Recently, I visited two buildings that provoked me to seriously question everything I learned in school. One is a student residence on the campus of the ETSAV-UPC architecture school, completed in 2011, while the other is the Institute for Environmental Science and Technology (ICTA-ICP) on the campus of the Universitat Autònoma de Barcelona, completed in 2014.
Both buildings –collaborations between the firms data AE and H Arquitectes— have received widespread recognition for their energy efficiency as well as their clever deployment of industrial building techniques and materials. But it wasn’t the energy efficiency that impressed me the most, nor was it the understated elegance of these buildings. No. What impressed me was that these buildings managed to be both energy-efficient and very handsome at the same time, proving that these two architectural ideals are not mutually exclusive.
In fact, considering all the energy-saving systems these buildings contain (which I won’t go into here), it’s really quite remarkable how low-key and almost “ordinary” they look. A great deal of effort must have gone into making these buildings look relatively “normal,” even though in reality they are far from it. The idea behind these designs seems to have been to downplay complexity; the very opposite of so much architecture that seeks to wilfully convert normalcy into something more complex and “exciting”. Think of the many “high-tech” or “sci-fi” office buildings that bend over backwards in an effort to make a spectacle out of technology.

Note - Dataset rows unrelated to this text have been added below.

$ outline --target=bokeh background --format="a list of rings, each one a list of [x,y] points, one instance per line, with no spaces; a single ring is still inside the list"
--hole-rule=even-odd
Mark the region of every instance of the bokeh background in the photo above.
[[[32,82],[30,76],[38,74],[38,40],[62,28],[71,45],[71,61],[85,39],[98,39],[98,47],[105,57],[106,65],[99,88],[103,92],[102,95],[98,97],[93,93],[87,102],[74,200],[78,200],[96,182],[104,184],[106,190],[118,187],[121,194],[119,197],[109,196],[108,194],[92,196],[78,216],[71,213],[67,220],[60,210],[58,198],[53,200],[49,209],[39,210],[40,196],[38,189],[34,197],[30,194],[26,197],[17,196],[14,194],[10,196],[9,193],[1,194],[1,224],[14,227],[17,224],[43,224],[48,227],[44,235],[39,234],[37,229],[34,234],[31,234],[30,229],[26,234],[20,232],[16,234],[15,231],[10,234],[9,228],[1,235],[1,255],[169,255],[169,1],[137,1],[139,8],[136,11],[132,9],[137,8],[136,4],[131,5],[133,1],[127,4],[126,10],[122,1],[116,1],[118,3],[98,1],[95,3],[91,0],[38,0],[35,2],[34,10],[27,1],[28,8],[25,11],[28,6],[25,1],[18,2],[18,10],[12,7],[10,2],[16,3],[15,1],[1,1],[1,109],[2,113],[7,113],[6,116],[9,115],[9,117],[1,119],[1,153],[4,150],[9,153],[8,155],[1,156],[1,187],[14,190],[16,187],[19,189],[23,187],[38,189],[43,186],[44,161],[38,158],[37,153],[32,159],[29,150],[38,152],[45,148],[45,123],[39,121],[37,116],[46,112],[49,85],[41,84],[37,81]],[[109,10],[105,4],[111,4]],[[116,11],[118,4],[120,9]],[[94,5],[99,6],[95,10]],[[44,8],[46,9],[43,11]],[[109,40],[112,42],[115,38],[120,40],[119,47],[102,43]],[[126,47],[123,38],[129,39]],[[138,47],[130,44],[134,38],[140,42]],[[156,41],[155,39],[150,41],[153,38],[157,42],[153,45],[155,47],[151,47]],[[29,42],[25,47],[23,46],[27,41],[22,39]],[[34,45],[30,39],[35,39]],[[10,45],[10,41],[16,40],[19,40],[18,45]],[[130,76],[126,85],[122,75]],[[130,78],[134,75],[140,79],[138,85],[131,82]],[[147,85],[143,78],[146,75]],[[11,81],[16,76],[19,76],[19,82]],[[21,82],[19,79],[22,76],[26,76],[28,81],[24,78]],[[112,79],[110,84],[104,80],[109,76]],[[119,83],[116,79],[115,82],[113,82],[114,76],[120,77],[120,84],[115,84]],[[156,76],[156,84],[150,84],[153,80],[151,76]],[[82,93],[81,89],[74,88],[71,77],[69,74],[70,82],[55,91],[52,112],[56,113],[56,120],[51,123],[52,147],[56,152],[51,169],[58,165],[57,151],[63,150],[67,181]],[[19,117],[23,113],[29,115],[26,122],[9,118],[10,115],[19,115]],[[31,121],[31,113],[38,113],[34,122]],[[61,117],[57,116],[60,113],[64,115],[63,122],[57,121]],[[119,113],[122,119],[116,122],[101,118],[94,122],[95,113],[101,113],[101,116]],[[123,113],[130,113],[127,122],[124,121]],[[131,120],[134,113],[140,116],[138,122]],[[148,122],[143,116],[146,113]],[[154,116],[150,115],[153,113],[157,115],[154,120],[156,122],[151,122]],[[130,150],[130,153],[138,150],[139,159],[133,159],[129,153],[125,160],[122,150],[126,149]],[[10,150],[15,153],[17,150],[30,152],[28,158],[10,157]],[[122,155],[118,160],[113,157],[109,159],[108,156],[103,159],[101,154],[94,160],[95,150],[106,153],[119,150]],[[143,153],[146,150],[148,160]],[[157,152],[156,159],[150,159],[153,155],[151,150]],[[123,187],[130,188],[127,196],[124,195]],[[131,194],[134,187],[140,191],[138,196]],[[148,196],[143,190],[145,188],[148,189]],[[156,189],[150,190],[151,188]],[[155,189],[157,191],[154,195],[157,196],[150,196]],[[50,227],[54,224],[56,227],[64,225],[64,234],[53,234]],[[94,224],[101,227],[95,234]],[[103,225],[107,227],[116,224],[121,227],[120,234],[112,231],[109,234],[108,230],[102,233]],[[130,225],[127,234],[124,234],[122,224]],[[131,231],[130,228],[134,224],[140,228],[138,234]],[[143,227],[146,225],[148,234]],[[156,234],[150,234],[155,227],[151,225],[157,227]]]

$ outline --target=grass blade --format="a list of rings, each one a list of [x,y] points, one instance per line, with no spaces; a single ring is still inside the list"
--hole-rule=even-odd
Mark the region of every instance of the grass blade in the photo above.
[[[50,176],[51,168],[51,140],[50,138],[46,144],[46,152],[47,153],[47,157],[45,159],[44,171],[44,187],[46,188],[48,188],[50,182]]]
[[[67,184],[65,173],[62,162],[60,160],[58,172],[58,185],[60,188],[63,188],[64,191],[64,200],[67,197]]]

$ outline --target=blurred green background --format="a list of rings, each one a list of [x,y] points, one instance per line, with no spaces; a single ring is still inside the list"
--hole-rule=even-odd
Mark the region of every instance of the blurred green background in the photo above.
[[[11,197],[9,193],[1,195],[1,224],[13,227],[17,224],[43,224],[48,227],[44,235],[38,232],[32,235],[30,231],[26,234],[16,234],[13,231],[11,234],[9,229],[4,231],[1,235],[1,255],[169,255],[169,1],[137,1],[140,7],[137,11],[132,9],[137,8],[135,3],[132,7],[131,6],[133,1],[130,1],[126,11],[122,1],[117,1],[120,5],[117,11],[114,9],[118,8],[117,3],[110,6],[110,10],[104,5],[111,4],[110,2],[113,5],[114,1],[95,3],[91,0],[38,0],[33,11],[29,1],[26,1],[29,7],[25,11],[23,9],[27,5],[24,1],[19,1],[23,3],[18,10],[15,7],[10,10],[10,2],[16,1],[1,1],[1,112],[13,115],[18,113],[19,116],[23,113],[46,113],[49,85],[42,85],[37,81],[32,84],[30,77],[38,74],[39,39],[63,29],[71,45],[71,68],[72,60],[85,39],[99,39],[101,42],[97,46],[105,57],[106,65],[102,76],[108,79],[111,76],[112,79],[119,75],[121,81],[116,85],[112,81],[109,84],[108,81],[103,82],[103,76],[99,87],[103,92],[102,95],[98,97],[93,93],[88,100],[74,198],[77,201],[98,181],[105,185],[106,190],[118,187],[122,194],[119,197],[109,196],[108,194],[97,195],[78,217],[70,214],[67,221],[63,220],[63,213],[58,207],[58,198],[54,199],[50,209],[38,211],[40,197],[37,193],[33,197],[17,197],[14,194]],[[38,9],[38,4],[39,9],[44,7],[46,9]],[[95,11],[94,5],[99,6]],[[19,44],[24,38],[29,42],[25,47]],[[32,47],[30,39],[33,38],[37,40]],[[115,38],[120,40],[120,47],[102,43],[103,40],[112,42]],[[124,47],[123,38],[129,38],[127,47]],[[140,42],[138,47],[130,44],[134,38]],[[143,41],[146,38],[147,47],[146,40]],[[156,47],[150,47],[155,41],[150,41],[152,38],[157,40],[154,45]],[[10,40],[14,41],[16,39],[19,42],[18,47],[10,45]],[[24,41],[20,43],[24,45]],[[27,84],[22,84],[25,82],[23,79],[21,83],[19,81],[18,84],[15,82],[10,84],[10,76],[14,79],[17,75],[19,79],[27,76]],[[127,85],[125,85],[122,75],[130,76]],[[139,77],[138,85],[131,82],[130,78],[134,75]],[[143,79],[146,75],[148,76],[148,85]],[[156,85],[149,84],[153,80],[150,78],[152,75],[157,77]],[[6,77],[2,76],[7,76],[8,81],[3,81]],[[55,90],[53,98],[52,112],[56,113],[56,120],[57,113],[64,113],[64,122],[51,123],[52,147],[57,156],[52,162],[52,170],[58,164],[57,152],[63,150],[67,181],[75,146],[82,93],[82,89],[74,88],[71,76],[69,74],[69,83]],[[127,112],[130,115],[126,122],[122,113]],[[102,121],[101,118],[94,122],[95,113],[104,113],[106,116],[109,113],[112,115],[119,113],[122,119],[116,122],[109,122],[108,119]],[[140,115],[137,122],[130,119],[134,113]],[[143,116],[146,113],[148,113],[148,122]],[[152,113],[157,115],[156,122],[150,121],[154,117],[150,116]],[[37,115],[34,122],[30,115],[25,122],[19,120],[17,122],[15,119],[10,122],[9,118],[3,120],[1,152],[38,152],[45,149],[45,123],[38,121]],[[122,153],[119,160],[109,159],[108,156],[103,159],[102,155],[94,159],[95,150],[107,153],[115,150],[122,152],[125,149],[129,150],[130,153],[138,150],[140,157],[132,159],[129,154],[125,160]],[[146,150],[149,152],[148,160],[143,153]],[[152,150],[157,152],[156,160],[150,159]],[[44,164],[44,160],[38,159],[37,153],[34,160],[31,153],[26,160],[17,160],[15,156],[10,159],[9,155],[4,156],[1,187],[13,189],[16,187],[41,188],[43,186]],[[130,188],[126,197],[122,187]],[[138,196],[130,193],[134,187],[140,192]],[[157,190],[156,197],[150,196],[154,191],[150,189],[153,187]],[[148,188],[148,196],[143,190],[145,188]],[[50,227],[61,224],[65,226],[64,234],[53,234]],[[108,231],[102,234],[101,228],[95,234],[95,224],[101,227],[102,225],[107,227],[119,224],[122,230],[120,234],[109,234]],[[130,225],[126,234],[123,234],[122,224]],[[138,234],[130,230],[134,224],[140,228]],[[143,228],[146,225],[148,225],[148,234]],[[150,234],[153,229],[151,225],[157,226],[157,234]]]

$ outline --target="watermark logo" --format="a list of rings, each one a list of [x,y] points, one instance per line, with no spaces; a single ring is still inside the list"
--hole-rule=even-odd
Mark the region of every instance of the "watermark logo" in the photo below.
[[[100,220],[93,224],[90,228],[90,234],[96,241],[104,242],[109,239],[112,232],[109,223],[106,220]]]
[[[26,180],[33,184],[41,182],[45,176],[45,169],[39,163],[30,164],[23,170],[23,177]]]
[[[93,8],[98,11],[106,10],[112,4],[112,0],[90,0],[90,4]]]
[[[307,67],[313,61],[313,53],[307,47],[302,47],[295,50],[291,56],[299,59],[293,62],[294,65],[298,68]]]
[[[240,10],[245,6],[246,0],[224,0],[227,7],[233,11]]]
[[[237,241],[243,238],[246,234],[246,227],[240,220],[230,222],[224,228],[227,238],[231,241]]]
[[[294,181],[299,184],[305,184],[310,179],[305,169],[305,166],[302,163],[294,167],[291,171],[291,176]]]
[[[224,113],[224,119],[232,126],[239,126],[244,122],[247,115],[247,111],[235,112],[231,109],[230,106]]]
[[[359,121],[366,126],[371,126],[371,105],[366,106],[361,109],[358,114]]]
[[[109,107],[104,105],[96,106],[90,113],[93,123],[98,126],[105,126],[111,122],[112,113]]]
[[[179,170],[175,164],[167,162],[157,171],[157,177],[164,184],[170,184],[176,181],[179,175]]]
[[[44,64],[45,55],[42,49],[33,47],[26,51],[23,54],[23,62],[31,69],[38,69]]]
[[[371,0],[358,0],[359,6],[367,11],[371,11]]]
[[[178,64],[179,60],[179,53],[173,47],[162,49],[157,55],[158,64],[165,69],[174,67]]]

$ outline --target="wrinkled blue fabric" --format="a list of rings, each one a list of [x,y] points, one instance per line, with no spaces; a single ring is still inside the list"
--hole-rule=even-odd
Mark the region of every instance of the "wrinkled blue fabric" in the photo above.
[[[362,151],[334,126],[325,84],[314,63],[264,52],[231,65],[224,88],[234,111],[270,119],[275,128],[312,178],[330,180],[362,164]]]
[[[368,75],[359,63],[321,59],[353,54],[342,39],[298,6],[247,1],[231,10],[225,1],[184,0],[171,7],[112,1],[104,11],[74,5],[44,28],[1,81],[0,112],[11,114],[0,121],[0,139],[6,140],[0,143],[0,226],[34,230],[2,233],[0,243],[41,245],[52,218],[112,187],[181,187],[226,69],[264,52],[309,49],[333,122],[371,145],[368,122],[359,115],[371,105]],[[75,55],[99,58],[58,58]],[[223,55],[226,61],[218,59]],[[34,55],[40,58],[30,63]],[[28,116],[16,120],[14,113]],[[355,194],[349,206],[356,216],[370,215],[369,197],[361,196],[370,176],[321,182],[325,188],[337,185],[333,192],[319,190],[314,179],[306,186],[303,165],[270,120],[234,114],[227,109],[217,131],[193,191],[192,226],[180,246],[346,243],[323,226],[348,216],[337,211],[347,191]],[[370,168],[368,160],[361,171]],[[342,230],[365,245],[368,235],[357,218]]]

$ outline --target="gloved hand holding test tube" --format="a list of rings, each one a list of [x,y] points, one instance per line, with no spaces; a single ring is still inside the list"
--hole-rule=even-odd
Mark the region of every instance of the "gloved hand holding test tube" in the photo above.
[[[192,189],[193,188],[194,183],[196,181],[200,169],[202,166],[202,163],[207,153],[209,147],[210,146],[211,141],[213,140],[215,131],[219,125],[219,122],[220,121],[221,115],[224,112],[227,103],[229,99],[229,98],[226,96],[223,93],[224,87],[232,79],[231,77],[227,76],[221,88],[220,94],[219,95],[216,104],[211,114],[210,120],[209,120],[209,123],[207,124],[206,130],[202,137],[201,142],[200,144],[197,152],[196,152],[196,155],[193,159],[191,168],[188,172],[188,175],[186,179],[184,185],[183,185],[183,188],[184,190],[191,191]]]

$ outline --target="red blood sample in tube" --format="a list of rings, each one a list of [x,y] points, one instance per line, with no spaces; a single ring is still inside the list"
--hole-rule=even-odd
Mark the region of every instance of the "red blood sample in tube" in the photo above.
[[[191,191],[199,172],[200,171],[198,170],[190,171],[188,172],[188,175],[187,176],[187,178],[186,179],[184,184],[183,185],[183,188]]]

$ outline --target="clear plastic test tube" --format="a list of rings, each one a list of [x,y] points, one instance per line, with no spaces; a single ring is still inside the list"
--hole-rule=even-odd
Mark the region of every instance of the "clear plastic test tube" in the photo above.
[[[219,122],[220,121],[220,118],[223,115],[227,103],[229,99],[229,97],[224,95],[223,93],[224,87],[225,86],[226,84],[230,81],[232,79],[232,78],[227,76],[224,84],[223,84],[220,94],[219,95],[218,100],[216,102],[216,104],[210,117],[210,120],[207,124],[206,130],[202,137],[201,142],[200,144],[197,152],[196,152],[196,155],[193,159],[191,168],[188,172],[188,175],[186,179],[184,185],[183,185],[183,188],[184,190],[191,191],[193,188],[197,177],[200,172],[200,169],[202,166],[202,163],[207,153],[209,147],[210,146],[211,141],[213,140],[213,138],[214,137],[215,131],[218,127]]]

This “false modesty” is actually a very radical and refreshing idea; a complete inversion of everything I learned in school, namely that architecture had to be anything but normal; that it must always look difficult and complicated even if it needn’t be. Make sense? Of course not: architecture is not about making sense either.
Well, making building-energy technology look “normal” actually makes perfect sense, come to think of it, because energy efficiency urgently needs to become the new normal; to become a standard feature of the products churned out by a building industry that is averse to singular, rarefied and convoluted architectural statements full of complexity and contradiction.
Why be normal? Because it’s ultimately more likely to effect greater, more meaningful change. And these days, that’s a good enough reason for me.